At the time, he was ignored by both Christian radio and the mainstream hip-hop community for his musical style and content, respectively, and built a fan base by touring and maintaining a heavy online presence. In 2004, he started Reach Records, which has gone on to sign Christian rappers like Trip Lee, Andy Mineo, Tedashii, and KB. But back then, his music wasn't sold in stores, and he wasn't invited to radio interviews or TV interviews. 

"We lived online," Moore said.

Now, the 34-year-old rapper is in high demand.

It took seven years for mainstream hip-hop to take notice, first in 2011 with a stellar performance at the BET Hip Hop Award's freestyle cypher, then his Church Clothes mixtape release, then his Grammy win for Best Gospel Album.
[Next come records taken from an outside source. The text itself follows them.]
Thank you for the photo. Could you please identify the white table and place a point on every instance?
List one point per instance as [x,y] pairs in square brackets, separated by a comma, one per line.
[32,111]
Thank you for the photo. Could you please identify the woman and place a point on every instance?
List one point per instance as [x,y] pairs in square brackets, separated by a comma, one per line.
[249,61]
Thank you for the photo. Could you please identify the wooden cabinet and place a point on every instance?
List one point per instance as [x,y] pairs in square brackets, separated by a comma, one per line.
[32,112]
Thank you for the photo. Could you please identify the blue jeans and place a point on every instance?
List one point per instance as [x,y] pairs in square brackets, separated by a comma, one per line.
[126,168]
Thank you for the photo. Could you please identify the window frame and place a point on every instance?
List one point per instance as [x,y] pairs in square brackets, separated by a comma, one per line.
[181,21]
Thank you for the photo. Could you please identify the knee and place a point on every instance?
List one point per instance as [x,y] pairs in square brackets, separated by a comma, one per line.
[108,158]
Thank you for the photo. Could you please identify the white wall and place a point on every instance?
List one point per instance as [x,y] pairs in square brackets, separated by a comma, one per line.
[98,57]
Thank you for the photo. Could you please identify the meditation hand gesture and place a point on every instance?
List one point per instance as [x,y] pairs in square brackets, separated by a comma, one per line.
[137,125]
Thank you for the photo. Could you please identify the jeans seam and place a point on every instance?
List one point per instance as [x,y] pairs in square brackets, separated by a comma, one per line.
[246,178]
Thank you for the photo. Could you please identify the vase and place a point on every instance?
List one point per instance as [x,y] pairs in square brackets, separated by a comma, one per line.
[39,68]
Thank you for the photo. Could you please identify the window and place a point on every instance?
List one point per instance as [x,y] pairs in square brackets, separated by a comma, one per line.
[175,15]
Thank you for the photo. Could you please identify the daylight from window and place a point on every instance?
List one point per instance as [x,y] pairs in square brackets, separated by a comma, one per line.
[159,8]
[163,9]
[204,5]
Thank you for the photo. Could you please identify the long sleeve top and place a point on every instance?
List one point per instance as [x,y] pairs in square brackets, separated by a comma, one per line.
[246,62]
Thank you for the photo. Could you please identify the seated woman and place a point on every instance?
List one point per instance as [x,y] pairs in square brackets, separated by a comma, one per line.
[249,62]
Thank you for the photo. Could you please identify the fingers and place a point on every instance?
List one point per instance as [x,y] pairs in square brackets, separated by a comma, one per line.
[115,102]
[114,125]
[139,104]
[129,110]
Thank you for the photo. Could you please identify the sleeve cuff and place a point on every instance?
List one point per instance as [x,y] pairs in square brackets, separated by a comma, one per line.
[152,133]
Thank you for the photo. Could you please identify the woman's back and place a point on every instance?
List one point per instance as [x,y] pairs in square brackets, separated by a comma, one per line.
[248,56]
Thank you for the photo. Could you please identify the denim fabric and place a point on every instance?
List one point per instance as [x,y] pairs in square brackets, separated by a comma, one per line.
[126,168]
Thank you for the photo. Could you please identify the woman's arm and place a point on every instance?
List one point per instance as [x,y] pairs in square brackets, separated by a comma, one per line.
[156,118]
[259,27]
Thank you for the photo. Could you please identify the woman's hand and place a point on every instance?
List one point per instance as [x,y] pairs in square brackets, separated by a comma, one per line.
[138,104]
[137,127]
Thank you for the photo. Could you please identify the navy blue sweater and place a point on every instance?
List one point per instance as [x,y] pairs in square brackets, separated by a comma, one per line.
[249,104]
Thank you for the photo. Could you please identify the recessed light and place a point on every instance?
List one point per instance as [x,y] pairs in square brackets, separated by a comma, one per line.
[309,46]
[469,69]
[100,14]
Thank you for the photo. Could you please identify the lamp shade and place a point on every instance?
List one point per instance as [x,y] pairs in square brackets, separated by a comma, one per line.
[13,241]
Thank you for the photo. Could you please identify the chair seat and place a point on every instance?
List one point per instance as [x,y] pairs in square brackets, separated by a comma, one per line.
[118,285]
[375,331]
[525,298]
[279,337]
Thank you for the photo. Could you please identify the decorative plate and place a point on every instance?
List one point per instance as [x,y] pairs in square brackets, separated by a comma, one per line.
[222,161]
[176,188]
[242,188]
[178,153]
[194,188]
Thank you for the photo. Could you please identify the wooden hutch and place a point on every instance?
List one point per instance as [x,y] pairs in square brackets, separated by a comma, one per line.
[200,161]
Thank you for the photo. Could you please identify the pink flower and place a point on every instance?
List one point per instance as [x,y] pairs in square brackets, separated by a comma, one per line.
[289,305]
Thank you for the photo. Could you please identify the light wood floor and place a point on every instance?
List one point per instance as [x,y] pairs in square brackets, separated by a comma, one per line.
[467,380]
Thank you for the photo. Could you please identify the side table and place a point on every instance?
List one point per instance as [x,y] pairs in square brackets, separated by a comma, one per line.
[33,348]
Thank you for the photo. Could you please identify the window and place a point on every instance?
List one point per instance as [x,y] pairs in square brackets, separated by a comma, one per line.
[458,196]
"They didn't expect much out of me," Moore said of BET cypher. So when they heard him rap, "they were like, 'Wow, this guy is really rapping. Aside from his belief, he really does appreciate the craft of hip-hop.' They took notice, even if they didn't agree with the messaging."

The themes of hope and redemption in his music haven't changed. At Rock the Bells' cypher, Moore quipped, "I got a Grammy in my closet but I trade it for the Hope / of the people because these days evil / if you ain't met Jesus you don't want to see the sequel." The difference now is that his message is sandwiched between songs objectifying women and glorifying the thug life, and reaching a new audience: Young people in the hip-hop culture who wouldn't be caught dead listening to Christian radio.

Moore said the vision for his music has changed since he first started. Back then, as he traveled from city to city performing at sports camps and churches, his main goal was to create quality hip-hop for Christians. He found a whole group of people like him who grew up in the hip-hop culture, came to Christ, and now "wanted to hear music that expressed [their] new-found faith in a familiar art form." If non-Christians listened to his music, he only wanted them to hear the gospel, not a Christian worldview or good music. 

But now, Moore has developed a more comprehensive vision. Rather than just providing non-believers with the gospel, he wants to be a friend, hear their stories, and share his own. Often he's found that people have preconceived notions about faith and Jesus, and he takes the time to correct those wrong ideas and explain what Christianity actually entails. 

"The vision is just being honest and transparent on a variety of issues," Moore said. "Sometime I talk to the church; sometimes I don't. It's more of an expansion than a transition."

For some of his fans, this new direction is hard to take. Some take Moore to task for his association and collaboration with rappers who are known for their vulgar and offensive songs. But in doing songs with rappers with a different worldview, Moore finds areas they have in common—thoughts in the face of death, their life experiences growing up, or beating the odds. He doesn't want guest rappers to pretend they are Christians, and he's found that most of them respect him and what he's doing: "There's not many artists tapping into the wholeness of who we are outside the club party atmosphere, that's where I find my place."

While Moore is facing unprecedented attention from mainstream hip-hop, he said being in the industry so long has prepared him for the temptations fame and fortune bring. While artists who peak in their late teens or early 20s will find their identity in their celebrity status or their work, "when things started shifting, I was already secure in who I was," Moore said. He keeps grounded by remembering "who He made me to be and where I stand in the thing: He's the star, I'm the extra … in the grand scheme of eternity your head only pops up for a second."